電子コミック

 塾って、学校と違って友達ができない。


「高校一年生の夏ってそんなに勉強必要なの?」ってお母さんに抗議したんだよ。

 けど、「いいから行っておきなさい!」って無理やり突っ込まれたんだよ。


 もしかしたら、そんな子が多いのかもしれない。

 授業中は私語厳禁。そのルールが守られてしゃべる人は誰もいない。学校だったら、少しくらいおしゃべりするものなんだけどね。


 塾講師の授業は、淡々と進められていく。

 学校の先生と違って、試験ではどこが出やすいかっていうところをストレートに教えてくれて、要点がまとまっている。


 集中して聞いていると、終業のチャイムが鳴った。

 ちょうど今日の範囲が終わったらしく、講師も説明を終えた。


「はい。それでは、本日はここまでです」


 講師はそう言うと、ベルトコンベアーが動くようにスーッと教室を出ていった。


 授業後の生徒たちも、特に周りと話すことなく教室を後にしていく。みんなそれぞれ個人で行動しているみたい。私も一人で教室を後にした。

 塾も学校と同じで、授業ごとに教室が違っている。夏期講習だろうと、それは同じこと。

 私は次の授業がある教室を目指した。



 次の授業の教室に入ると、人が多くて空いている席が少なかった。しょうがないので、誰かの隣に座るしかない。

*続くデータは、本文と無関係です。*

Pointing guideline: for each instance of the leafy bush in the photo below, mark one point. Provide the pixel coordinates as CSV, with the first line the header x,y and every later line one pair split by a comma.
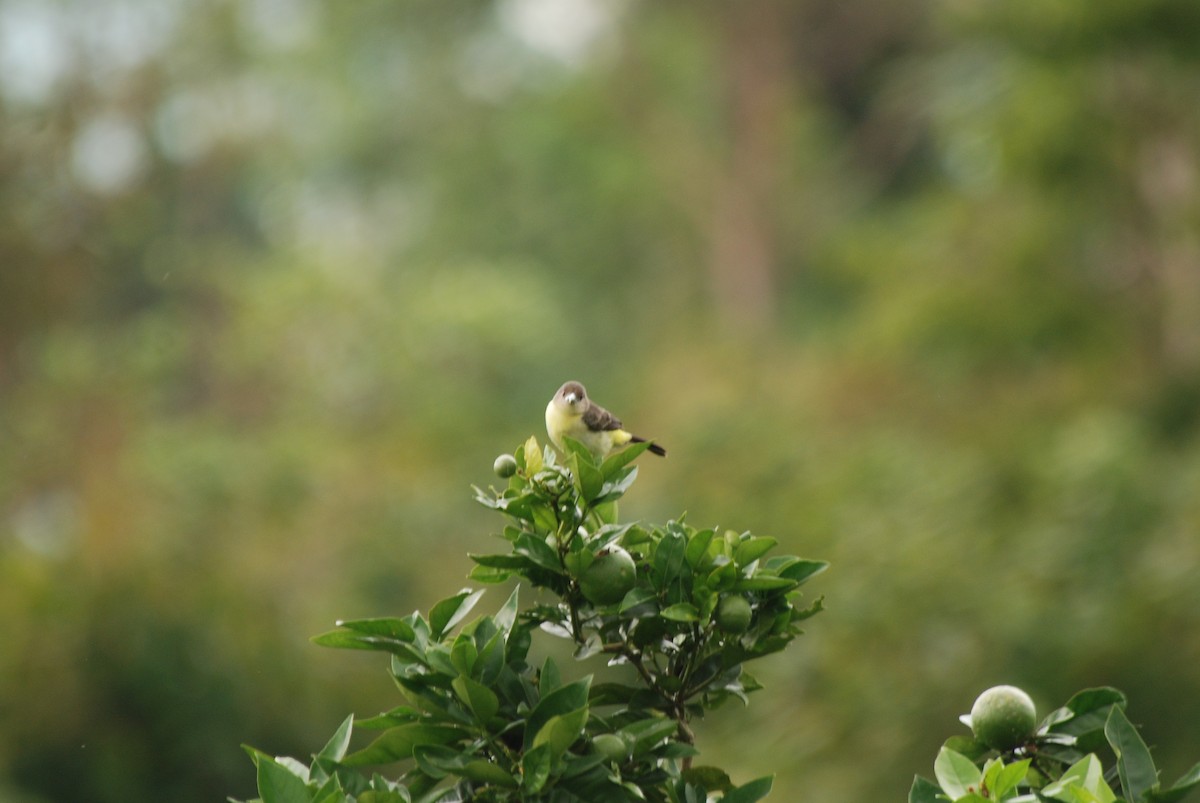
x,y
1059,761
483,723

 結局、誰とも話さないから、どこの席に座っても良いけれど。

 見知った女の子の顔が見えた。その子に気を取られていたら、吸い寄せられるようにその子の隣の席へと座ってしまった。

 特に何を期待していたわけじゃないけれどもね。


 名前も知らない女の子だけど、毎日会っている子。

 席に座ると、こちらに気づいたのか会釈をしてきた。私も会釈し返す。



 夏期講習で毎日会うことがあっても、友達になるってことはなかなかない。

 相手に対して、悪い印象はなくとも、近づくことも無く一定の距離を保つようになる。

 こうやって大人になって、友達っていう存在が減っていくのかな。


 そういうものだよね。

 私も大人の仲間入りかもな。

 そう思いながら、いつも通りスマホで暇つぶしの電子コミックを読む。


 いつもと違ったのはその後だった。

 隣の子が、なんだか興味あり気にこちらに顔を近づけてくると、話しかけてきた。


「電子コミックですか? 何が好きなんですか?」


 突然話しかけられたものだから、慌てて画面を消してしまった。

 別にやましい者なんて呼んでいなかったけれども。


「あ、えっと、異世界転生する話が面白いなって……」

「そうですの! 私と同じですね。私もですね、異世界ファンタジーが好きでですね」


 今まで話したことなかったけれども、電子コミックがそんなに好きだったんだろうか。

 私が色々答える前に、語ってくれた。その中に、私が今読んでいたコミックも入っていた。